In a surge of compassion for his lifelong distant friend, Ja Mere, placed a comforting tendril of nonphenomenal morphology about the immaterial shoulder of the dissolving Woo. “Man values silk and tolerates the silkworm. But the sun looks to the butterfly-moth as a tool in the light. The silk is valued for its strength and utility. The practical headed merchant couldn’t even begin to understand the needs of light to be fractioned and splayed across the rainbow heavens. Woo, you have been a strong and worthy vessel, but it is time. You must give up your position in the center of the universe and allow that which you carry to take a place in the central sun. The cocoon is abandoned when it is the butterfly’s time.”

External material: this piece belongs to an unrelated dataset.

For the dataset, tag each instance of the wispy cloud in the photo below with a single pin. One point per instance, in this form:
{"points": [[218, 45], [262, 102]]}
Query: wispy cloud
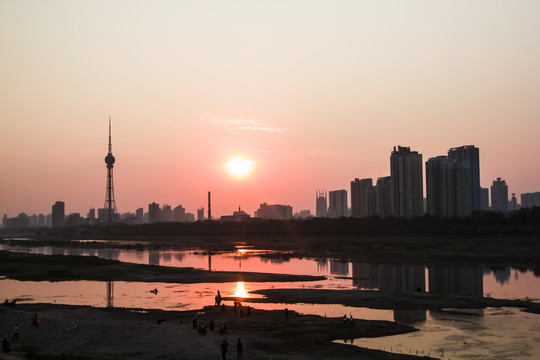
{"points": [[243, 124]]}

A fierce pang of shame brought tears to Woo’s eyes. How could I have been so foolish to think that I mattered — all of my competence and all of my accomplishments are nothing.” Even saying it, Woo still felt dread and hesitation to admit the nonexistent role that she played — perhaps, if she doesn’t say it, it won’t be true. In the final analysis, even with almost nothing left to lose, it is almost more than she can bare to yield it up. Even though her life has been nothing, Woo was afraid to give it up, “stuck between heaven and hell and neither option looking all that good.”

Drak turned to Little Roy, “Do you have anything to say to help your friend?”

Not responding directly to the ancient dragon, Little Roy turned to Woo and asks, “Where does a candle flame go when you blow it out?”

Like the passing of a flame from the emptiness into the void, something melted deep within Woo — free and light. Woo may have previously felt herself to be old; that which sprang forth now was ancient before dragons were born — and they have existed since before the beginning of time. “It’s time to sing the Happy Birthday song, Little Roy.”